Application of Mhetase-Displaying Whole-Cell Biocatalysts for Conversion of PET-Degradation Intermediates

Enzymatic depolymerization is a promising solution to manage polyethylene terephthalate (PET) waste.¹ Complete PET enzymatic degradation to terephthalic acid (TPA) and ethylene glycol (EG) needs the synergistic action of two enzymes, PETase and MHETase.² MHETase facilitates conversion of MHET, an intermediate in the PETase-based enzymatic degradation process, to TPA, and prevents inhibition of PETase activity. Surface display of PET-degrading enzymes is an attractive approach to achieve improved activity and eliminate the need of protein purification, but current work has focused on the surface display of only one PET-degrading enzyme.³ Thus, complete PET depolymerization has not been achieved. Our hypothesis is that an engineered bacterial community can be developed for complete PET depolymerization, with one part of the community displaying MHETase.

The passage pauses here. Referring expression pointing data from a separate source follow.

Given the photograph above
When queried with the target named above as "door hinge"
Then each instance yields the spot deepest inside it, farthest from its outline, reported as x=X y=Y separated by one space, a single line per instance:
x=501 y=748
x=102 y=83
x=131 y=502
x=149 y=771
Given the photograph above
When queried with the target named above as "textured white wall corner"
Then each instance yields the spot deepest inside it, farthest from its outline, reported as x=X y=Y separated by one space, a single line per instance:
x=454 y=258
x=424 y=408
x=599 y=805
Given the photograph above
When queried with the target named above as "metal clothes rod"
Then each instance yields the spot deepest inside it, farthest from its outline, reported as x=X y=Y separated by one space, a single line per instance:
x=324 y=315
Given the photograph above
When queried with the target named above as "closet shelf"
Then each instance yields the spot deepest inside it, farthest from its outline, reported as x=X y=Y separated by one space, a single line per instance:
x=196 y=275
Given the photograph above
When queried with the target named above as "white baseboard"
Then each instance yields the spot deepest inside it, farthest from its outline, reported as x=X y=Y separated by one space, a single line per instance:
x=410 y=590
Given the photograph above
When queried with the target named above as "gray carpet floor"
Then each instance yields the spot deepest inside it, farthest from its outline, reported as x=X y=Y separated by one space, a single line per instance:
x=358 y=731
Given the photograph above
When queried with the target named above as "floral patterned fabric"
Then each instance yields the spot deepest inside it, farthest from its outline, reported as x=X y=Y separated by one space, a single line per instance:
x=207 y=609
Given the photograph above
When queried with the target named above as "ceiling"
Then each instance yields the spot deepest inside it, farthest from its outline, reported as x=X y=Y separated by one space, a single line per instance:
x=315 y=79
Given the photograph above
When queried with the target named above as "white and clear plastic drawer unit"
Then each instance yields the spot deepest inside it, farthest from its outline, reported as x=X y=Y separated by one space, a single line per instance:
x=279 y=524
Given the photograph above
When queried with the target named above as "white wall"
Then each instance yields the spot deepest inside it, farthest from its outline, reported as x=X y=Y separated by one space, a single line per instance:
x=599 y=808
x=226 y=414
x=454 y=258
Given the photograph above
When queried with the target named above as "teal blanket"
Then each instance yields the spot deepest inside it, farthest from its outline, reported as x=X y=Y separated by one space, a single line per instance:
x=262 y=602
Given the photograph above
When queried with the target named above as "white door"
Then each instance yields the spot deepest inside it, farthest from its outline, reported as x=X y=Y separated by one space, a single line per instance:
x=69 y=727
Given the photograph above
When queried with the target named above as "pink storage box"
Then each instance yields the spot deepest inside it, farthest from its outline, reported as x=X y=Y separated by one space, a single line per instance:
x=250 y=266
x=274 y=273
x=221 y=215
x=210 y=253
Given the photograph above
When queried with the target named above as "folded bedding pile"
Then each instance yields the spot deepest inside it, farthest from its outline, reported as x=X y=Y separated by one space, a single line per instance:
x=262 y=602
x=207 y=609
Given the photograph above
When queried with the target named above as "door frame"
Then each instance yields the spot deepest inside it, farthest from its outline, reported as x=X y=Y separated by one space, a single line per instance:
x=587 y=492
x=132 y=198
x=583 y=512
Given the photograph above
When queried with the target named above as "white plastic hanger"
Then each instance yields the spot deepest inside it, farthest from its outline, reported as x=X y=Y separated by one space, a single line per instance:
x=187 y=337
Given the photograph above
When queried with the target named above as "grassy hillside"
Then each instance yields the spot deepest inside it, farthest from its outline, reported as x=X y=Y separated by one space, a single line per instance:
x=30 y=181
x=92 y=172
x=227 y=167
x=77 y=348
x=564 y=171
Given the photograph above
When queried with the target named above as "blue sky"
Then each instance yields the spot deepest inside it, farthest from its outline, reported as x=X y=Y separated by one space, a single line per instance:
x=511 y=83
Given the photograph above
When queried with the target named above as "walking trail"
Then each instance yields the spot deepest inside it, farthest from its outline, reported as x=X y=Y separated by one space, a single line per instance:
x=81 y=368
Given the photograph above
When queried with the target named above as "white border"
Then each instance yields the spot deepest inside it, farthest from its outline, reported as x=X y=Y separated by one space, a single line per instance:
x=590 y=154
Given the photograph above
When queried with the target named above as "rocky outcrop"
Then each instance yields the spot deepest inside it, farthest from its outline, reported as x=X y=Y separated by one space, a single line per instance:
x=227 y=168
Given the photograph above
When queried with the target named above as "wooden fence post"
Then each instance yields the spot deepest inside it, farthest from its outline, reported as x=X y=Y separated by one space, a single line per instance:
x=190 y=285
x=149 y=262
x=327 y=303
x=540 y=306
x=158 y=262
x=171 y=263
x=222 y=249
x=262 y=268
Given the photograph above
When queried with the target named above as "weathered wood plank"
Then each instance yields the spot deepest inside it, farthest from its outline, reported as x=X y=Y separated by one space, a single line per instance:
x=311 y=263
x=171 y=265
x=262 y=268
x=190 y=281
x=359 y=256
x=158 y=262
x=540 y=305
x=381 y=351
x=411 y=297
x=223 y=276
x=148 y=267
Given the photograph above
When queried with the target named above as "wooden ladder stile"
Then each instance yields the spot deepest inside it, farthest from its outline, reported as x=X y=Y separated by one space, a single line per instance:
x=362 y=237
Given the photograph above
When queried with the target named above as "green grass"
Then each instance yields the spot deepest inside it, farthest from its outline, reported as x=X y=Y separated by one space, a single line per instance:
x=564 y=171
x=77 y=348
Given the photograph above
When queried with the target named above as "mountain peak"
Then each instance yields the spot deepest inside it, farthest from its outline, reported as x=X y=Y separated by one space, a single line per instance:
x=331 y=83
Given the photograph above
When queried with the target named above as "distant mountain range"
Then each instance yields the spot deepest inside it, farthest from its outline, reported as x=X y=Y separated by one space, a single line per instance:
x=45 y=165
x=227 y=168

In this work, whole cell biocatalysts displaying PET-degrading enzyme MHETase on the surface of Escherichia coli (E. coli) was constructed. MHETase was surface displayed on E. coli using transporter proteins YeeJ³ and AIDA-I⁴ because of their demonstrated ability to efficiently surface display heterologous passenger proteins. After expression, activity of surface displayed MHETase was determined by incubating cells with dissolved MHET to confirm the activity of both AIDA-I-MHETase and YeeJ-MHETase via HPLC analysis. This work is an essential step in achieving complete PET depolymerization to its constituent monomers which can be upcycled, potentially by other members of the bacterial community or through other methods.